De Hoge Raad oordeelt dat de rechter uit de mededeling door betrokkene dat hij niet bijgestaan wilde worden door zijn huidige advocaat, niet de conclusie mocht trekken dat hij ondubbelzinnig afstand had gedaan van zijn recht om te worden bijgestaan door een advocaat. De rechter had moeten onderzoeken of betrokkene toevoeging van een andere advocaat wenste. Het resultaat van dit onderzoek moet uit de beschikking blijken.

Lees verder
 

Hoor en wederhoor

Nr: 25076 Hoge Raad der Nederlanden, 11-07-2025 ECLI:NL:HR:2025:1130 Jurisprudentie Rechtseenheid Procesrecht 19 Rv; 16 EVRM

Rechtsvraag

Mocht de rechter uitgaan van de juistheid van een stelling die is ingenomen in het laatst genomen processtuk?

Overweging

In deze alimentatiekwestie waarin de man onder bewind is gesteld, heeft de vrouw in het laatste processtuk gesteld en met stukken onderbouwd dat de man in 2021 door verkoop van onroerend goed € 400.000,- heeft ontvangen. Het hof heeft deze stelling ten grondslag gelegd aan de beslissing. De Hoge Raad oordeelt dat het hof niet uit mocht gaan van de juistheid van deze stelling zonder de man en de bewindvoerder hier eerst nog over te horen.

Lees verder
 

Klachtprocedure artikel 8:7 Wvggz alleen voor klachten over verplichte zorg

Nr: 25071 Hoge Raad der Nederlanden, 27-06-2025 ECLI:NL:HR:2025:1004 Jurisprudentie Rechtseenheid GGZ 8:7 Wvggz

Rechtsvraag

Kan de betrokkene die op vrijwillige basis in een accomodatie verblijft, via de klachtprocedure van artikel 8:7 Wvggz een klacht indienen?

Overweging

De betrokkene verblijft op vrijwillige basis in een woonvoorziening. Daarnaast is voor de betrokkene een zorgmachtiging afgegeven, waarin onder meer de maatregel van 'opnemen in een accommodatie' is opgenomen. 

De betrokkene heeft te horen gekregen dat hij vanwege zijn gedrag moet vertrekken uit de woonvoorziening, en heeft daarover een klacht ingediend bij de klachtcommissie ex 8:7 Wvggz. 

De Hoge Raad oordeelt dat artikel 8:7 Wvggz enkel geldt voor klachten over de uitvoering van verplichte zorg. Nu vast staat dat betrokkene op vrijwillige basis in de woonvoorziening verbleef, is de klachtenprocedure van de Wvggz niet van toepassing.

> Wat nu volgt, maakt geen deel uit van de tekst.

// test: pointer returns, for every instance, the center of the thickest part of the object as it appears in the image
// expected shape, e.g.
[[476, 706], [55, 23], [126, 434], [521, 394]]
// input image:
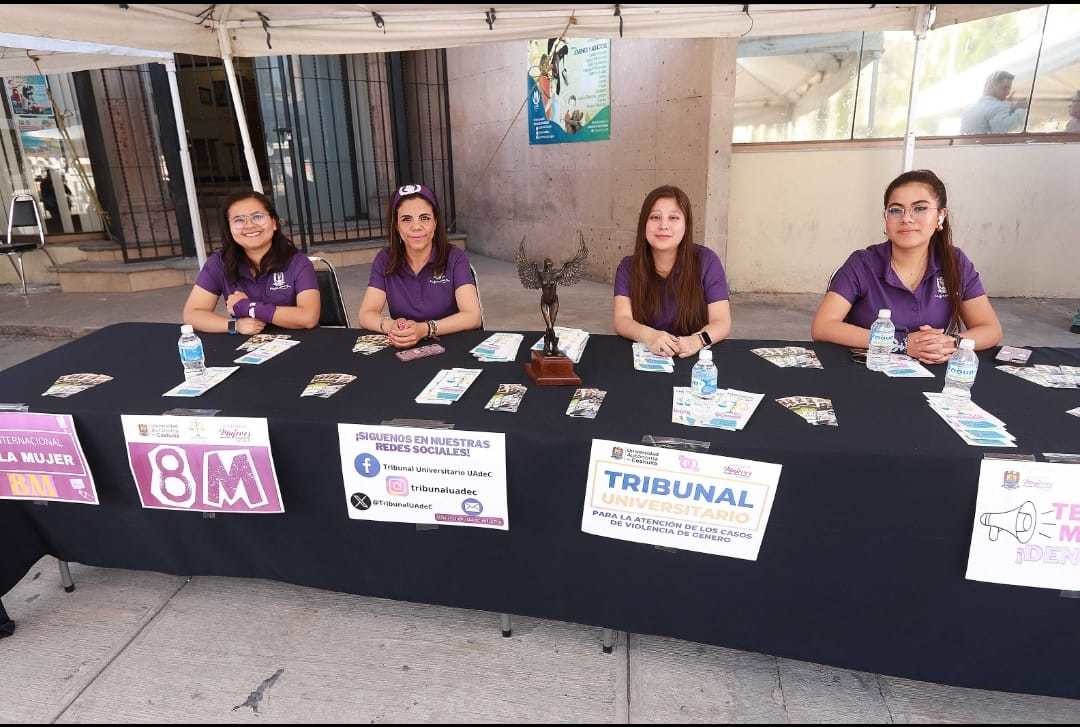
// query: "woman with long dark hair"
[[261, 276], [929, 284], [671, 294], [426, 281]]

Klachten over (de beëindiging van) de verlening van vrijwillige zorg kunnen in de klachtenprocedure van de Wet kwaliteit, klachten en geschillen zorg (Wkkgz) aan de orde worden gesteld.

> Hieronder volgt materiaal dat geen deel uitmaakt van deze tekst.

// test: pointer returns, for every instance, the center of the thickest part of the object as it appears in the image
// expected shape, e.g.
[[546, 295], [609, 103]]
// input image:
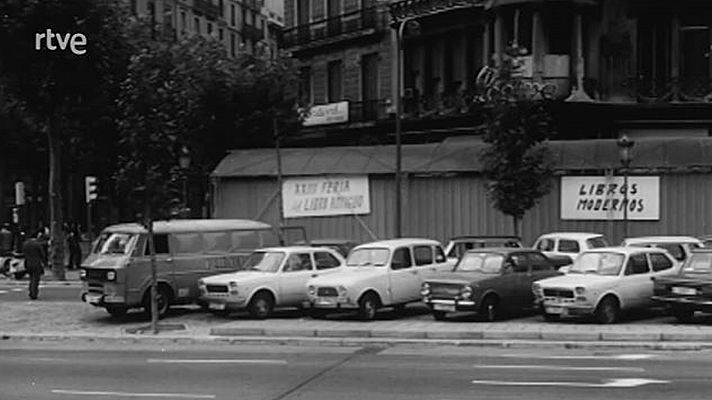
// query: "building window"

Dat voor betrokkene ook een zorgmachtiging was afgegeven voor onder meer het 'opnemen in een accommodatie' maakt het voorgaande niet anders omdat de klachtmogelijkheid uit artikel 8:7 Wvggz niet bedoeld is voor het effectueren van een aanspraak op een in de zorgmachtiging genoemde vorm van verplichte zorg. Uit art. 8:9 Wvggz volgt dat het aan de zorgverantwoordelijke is om te beslissen of wordt overgegaan tot toepassing van enige in de zorgmachtiging genoemde vorm van verplichte zorg.

Lees verder
 

Vrijstelling verplichte procesvertegenwoordiging gecertificeerde instelling

Nr: 25070 Hoge Raad der Nederlanden, 27-06-2025 ECLI:NL:HR:2025:1011 Jurisprudentie Rechtsontwikkeling Jeugdrecht
Procesrecht
1:274 lid 2 BW; 1:283 BW; 282 Rv; 278 Rv; 362 Rv

Rechtsvraag

Is de gecertificeerde instelling op grond van artikel 1:283 BW ook vrijgesteld van procesvertegenwoordiging bij het indienen van een verweerschrift en in een procedure in hoger beroep?

Overweging

De Hoge Raad oordeelt dat gelet op de wetsgeschiedenis, artikel 1:283 BW zo moet worden gelezen dat de vrijstelling van verplichte procesvertegenwoordiging voor de gecertificeerde instelling ook geldt bij het indienen van een verweerschrift, en ook in hoger beroep.